Depois há as filmagens. Um país pequeno como Singapura tende a recorrer a talento de todo o mundo (ou pelo menos dos países vizinhos, dependendo do orçamento) para produzir os seus filmes publicitários. E eis que assistimos ao advento das filmagens remotas. Nos dias que correm, a maior parte das produções estão dependentes de internet rápida, múltiplos ecrãs em live streaming, e equipas que vivam no país onde se pretende filmar. Sim, é um filme.

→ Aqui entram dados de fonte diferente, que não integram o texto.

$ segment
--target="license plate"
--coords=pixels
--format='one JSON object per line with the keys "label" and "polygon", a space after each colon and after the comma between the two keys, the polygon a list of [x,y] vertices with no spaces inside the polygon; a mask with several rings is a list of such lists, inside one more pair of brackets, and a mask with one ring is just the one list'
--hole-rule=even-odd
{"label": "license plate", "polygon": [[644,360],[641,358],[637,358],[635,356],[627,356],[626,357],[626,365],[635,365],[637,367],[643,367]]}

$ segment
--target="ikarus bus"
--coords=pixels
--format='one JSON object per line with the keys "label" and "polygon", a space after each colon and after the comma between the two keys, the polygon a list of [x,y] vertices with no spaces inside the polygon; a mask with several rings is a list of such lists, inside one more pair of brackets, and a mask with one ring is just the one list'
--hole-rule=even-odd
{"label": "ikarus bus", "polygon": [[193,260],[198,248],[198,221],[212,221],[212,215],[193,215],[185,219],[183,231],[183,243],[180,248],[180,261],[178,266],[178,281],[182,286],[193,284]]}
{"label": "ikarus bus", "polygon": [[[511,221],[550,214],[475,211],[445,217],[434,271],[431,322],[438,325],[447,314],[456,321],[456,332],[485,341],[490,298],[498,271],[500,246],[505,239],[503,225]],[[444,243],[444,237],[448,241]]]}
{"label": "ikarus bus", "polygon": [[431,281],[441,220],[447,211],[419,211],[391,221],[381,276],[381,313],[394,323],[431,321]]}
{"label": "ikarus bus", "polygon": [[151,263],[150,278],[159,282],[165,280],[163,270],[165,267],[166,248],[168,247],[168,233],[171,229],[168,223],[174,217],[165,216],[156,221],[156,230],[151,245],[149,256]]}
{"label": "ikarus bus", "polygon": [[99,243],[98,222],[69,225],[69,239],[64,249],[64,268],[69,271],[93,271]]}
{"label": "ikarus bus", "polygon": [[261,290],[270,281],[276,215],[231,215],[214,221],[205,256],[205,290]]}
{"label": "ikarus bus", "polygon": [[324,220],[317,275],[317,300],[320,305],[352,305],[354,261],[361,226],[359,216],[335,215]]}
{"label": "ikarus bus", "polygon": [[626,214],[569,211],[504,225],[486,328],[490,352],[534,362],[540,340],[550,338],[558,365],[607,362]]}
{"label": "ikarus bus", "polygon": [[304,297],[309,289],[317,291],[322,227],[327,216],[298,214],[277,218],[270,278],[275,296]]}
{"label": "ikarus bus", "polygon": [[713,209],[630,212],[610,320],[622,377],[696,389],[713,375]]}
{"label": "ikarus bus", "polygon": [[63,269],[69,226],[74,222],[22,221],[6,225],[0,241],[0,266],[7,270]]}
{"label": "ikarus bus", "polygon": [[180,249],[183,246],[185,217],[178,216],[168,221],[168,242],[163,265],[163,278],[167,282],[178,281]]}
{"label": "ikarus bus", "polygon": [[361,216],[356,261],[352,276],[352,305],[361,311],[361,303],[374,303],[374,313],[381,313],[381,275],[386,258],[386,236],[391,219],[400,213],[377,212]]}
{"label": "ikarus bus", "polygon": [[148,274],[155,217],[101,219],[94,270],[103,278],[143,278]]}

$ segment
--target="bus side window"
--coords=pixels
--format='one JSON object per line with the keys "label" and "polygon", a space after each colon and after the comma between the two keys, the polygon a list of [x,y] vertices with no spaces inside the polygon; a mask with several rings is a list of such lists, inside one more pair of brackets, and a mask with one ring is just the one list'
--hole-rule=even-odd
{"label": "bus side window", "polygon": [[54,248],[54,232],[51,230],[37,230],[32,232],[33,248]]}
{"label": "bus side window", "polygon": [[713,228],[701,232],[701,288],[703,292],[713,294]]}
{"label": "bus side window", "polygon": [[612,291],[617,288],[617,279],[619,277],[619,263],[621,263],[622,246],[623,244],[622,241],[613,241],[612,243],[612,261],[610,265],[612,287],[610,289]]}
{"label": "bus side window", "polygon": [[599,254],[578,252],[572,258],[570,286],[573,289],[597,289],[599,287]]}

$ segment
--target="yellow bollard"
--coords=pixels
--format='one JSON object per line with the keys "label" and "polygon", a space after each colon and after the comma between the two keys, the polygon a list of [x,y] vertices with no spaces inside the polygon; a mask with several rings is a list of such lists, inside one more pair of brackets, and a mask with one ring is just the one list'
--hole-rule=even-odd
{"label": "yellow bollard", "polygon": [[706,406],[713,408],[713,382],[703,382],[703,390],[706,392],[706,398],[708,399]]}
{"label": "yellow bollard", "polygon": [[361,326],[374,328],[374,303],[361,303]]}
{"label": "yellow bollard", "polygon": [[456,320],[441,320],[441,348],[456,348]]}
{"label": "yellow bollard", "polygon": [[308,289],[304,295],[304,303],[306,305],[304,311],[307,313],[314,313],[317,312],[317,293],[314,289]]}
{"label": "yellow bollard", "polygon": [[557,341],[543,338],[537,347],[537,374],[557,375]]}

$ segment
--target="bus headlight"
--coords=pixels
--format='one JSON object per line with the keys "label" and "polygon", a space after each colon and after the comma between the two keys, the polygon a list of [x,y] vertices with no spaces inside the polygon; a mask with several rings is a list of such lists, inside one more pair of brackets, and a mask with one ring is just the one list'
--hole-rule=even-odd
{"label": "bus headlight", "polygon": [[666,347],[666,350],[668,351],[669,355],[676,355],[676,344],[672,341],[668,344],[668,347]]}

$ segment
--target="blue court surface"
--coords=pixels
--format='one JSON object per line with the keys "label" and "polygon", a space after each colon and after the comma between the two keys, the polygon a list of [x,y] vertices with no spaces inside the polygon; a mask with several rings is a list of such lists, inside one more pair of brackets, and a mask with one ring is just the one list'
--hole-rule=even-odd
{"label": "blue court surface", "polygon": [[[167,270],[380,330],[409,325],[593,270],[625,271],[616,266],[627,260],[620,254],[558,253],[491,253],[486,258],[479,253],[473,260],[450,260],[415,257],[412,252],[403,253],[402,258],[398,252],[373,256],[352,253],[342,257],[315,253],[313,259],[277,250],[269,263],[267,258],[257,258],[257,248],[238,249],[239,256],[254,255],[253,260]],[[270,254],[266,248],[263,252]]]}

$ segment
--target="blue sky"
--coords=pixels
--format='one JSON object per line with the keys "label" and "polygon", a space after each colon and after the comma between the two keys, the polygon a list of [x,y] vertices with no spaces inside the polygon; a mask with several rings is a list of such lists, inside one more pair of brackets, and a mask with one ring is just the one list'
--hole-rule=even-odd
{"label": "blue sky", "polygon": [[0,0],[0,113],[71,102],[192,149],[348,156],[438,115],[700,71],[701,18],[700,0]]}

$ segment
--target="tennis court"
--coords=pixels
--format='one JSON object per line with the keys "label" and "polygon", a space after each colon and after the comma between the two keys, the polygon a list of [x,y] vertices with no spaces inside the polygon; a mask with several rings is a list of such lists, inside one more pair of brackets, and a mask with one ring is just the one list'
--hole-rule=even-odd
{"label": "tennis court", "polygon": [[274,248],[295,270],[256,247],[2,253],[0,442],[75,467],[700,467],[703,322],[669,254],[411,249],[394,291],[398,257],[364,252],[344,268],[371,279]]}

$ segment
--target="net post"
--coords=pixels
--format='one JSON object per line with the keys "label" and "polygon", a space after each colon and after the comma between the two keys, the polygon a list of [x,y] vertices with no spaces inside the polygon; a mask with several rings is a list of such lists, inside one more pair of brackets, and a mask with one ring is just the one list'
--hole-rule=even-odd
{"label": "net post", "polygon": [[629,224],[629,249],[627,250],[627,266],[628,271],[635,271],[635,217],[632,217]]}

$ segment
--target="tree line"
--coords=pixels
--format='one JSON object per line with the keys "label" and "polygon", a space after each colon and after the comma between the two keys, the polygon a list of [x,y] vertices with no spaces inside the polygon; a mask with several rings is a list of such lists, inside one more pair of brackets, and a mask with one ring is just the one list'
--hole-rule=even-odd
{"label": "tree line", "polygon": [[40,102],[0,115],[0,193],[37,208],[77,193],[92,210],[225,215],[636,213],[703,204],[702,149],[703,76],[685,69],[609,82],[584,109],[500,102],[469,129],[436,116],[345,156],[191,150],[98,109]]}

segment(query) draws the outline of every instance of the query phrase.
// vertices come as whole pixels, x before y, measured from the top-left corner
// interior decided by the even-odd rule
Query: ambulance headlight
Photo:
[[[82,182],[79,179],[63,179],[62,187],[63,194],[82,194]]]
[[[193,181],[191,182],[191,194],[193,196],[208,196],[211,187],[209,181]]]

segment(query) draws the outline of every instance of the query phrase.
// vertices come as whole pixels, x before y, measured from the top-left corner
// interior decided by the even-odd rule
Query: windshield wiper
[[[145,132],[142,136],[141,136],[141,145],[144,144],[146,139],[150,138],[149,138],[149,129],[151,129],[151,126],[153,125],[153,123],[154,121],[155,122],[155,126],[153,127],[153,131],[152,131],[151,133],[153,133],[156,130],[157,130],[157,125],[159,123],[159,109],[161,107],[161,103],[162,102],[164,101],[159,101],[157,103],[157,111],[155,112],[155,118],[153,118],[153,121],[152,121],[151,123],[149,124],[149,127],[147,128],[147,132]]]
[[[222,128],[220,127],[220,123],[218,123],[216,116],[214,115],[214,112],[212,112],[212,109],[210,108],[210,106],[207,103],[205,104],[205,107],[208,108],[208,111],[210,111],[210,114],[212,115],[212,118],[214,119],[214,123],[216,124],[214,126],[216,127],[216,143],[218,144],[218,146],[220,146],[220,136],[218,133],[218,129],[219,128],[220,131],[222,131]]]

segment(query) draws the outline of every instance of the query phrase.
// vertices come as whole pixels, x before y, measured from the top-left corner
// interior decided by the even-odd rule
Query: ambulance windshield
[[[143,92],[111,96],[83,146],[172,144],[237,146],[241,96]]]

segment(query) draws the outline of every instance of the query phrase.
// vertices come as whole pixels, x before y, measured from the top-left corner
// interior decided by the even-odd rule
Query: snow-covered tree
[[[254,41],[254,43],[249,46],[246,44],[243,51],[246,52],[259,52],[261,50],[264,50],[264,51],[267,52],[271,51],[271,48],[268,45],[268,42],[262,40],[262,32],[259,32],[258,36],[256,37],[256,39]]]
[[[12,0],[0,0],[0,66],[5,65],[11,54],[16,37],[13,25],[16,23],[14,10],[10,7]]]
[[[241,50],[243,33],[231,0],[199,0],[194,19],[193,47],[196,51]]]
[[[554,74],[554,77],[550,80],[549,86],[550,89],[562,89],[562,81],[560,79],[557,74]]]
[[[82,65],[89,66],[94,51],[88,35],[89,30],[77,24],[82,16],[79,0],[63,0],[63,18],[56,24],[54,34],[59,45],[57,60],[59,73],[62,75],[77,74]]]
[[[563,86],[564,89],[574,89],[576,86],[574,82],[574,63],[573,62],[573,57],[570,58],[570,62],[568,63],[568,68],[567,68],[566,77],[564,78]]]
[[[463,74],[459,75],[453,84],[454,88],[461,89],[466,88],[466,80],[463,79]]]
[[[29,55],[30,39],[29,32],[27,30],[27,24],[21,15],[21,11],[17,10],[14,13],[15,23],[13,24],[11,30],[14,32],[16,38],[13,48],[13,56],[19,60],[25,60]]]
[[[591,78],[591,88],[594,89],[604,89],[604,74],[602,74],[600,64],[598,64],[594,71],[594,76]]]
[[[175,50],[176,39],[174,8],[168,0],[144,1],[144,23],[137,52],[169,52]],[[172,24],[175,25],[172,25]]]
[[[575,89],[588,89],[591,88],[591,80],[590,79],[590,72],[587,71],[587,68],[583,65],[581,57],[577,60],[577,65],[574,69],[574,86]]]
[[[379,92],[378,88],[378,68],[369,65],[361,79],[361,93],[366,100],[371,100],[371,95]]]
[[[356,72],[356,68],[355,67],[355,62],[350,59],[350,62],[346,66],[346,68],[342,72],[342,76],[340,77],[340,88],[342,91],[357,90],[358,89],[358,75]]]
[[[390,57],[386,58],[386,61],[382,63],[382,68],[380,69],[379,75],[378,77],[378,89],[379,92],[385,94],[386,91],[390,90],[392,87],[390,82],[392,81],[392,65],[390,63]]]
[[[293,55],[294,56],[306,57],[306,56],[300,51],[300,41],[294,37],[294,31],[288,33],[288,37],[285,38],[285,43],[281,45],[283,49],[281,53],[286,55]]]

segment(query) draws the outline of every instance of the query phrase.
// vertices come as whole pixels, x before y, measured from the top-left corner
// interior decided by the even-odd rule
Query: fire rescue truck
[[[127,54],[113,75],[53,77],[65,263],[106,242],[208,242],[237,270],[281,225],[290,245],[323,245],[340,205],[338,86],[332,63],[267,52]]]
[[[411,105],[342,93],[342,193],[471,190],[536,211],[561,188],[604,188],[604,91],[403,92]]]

Recentemente produzimos dois spots filmados em Shanghai. Só o realizador, que mora em Taiwan, voou até lá. Teve de ficar 14 dias fechado num hotel em quarentena, para filmar quatro dias. Ninguém disse que era fácil. A ideia de filmagens sem clientes no estúdio até pode soar atrativa, mas tem muito para correr mal. Desde o tempo que se demora a receber feedback do cliente, à constante mudança de plataformas —Google Classroom para o live feed do estúdio, Teams para conversas entre agência e cliente, e Zoom para conversas entre agência e produção — há todo um conjunto de botões de mute que convém dominar. Também é fácil o cliente esquecer-se que cada cena que decide adicionar ao guião pré-aprovado vai prolongar as horas de trabalho não só das pessoas que ele/ela vê no ecrã, mas de uma equipa alargada de técnicos e stylists e ajuda à produção que precisam de descansar. Ainda para mais na China, onde o dia de trabalho já corresponde a 16 horas.
Precisamos todos de mais empatia. Incluindo eu, que não me posso esquecer que aquela voz de cliente que sai do meu computador é uma pessoa real. Uma pessoa que pode estar num apartamento pequeno e/ou barulhento e/ou lotado. E que, tal como eu, já não tem umas férias como deve ser há muito tempo.